Die Aufzeichnung des Stücks von Jonas Mekas wurde 1964 auf dem Filmfestival von Venedig ausgezeichnet. Mit „The Brig“ verarbeitete Kenneth H. Brown seine 30tägige Tortur in einem US-Marineinfanteriegefängnis im Jahr 1957 in Japan. Das Stück hatte bei der Wiederaufführung im Frühjahr 2008 in der Berliner Akademie der Künste nichts von seiner Aktualität verloren.
Zu sehen ist ein großer Käfig mit Stockbetten. Die Soladaten tragen statt Namen Nummern, müssen sich selbst als Maden, Dreck oder Weicheier bezeichnen. Sie sind rund um die Uhr den Launen der Aufseher ausgeliefert, dürfen weiße Linien auf dem Boden nicht übertreten, müssen sich wie Zirkuspferde trabend bewegen und weitere idiotische Rituale absolvieren – eine Tyrannei, die immer wieder auch Realität wurde, von Bautzen bis Guantanamo. Die Schauspieler bewegen sich wie ferngesteuerte Puppen; fast ein Tanztheater. Die Kamera bleibt ihnen dicht auf den Fersen, zeigt Gesichter in Großaufnahmen, verzerrte, brüllende Münder.

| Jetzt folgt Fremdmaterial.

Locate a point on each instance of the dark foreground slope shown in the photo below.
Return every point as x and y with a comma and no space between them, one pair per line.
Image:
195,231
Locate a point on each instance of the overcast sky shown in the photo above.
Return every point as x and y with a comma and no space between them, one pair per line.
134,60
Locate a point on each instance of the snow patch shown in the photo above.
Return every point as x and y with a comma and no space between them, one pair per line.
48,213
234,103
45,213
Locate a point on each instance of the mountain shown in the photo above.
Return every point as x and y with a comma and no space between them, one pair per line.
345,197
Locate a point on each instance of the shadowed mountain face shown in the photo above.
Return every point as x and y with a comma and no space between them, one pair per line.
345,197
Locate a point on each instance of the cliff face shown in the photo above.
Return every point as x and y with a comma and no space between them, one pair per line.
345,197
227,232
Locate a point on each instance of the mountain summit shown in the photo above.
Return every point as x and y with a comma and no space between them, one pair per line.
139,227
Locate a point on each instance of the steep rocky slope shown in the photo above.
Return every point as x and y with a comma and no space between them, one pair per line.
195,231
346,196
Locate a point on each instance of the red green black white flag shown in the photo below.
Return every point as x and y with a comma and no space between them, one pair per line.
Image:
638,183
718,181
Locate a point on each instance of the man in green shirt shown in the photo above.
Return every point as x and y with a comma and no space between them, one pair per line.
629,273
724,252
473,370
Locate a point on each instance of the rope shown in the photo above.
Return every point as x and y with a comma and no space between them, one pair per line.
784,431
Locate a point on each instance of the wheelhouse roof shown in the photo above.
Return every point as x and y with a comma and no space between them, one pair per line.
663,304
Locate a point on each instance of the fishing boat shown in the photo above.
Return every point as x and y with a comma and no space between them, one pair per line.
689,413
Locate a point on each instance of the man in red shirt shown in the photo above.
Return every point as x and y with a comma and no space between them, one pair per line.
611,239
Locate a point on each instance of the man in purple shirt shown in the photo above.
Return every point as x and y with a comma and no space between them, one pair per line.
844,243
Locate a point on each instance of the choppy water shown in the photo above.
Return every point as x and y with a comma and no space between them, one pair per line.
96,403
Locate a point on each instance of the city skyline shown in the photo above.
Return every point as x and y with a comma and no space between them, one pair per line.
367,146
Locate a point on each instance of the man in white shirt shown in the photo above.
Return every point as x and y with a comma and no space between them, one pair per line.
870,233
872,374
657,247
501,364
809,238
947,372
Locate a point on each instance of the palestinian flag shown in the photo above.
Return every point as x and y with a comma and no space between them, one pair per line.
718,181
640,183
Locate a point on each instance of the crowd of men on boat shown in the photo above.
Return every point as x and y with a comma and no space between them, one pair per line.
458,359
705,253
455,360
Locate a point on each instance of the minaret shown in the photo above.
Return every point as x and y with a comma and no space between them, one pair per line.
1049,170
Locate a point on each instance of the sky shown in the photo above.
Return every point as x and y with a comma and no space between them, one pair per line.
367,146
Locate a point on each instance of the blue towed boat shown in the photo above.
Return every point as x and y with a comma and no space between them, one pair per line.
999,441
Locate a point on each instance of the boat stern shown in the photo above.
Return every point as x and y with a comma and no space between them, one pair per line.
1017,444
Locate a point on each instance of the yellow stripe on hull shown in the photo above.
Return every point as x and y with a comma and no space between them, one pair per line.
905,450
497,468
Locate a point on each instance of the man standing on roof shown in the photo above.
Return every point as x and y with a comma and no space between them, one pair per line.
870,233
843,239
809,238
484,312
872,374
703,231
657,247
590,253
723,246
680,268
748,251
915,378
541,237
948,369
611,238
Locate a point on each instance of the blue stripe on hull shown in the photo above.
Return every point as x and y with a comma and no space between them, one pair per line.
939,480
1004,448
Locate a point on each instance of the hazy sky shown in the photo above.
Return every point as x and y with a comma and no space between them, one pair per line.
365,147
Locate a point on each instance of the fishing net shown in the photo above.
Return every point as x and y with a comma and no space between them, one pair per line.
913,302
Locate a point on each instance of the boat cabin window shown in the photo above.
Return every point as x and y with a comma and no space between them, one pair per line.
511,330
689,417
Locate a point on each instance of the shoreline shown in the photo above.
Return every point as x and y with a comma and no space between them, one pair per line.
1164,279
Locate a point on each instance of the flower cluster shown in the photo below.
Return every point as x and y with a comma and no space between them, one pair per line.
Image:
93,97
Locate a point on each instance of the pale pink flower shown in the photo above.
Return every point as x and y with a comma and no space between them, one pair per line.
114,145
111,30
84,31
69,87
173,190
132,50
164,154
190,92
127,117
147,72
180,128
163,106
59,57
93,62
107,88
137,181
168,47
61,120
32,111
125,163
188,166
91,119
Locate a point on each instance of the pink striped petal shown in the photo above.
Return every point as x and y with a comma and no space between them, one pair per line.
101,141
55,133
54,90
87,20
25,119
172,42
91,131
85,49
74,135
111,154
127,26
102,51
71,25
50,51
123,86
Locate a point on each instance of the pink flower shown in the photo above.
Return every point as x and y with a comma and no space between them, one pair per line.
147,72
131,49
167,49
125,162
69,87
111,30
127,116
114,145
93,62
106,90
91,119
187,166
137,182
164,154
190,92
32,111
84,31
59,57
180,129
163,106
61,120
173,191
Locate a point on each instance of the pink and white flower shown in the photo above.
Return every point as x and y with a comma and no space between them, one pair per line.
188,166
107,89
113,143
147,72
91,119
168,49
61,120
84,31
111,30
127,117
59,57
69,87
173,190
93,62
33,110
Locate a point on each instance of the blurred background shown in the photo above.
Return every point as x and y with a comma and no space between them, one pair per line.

Abgefilmtes Theater kann nerven. Hier machen Karin Kaper und Dirk Szuszies, die bereits vor fünf Jahren mit „Resist!“ die Arbeit des „Living Theatre“ beschrieben, durch fließende Überleitungen aus der Bühnenaufführung in die Spielszenen der Truppe auf dem Berliner Oranienplatz am 1. Mai 2008 und durch stimmiges Einflechten von Hintergrundinterviews das The-ater in seiner puren Form spannungsvoll spürbar.
„Wir leben alle in einem Gefängnis, sei es, daß wir in der Struktur der Arbeit oder der des Geldsystems gefangen sind“, sagt die 83jährige Regisseurin Judith Malina, die seit über 60 Jahren das „Living Theatre“ leitet. Mit „Another Glorious Day“ gönnen sich Zuschauer sicherlich keine entspannte Kinounterhaltung, aber die Gewißheit, daß Theater aufrühren und verwandeln kann.
Am Freitag, dem 5. März, um 20.30 Uhr im Kino „Alte Brennerei“ in Lüchow. Der Regisseur wird anwesend sein.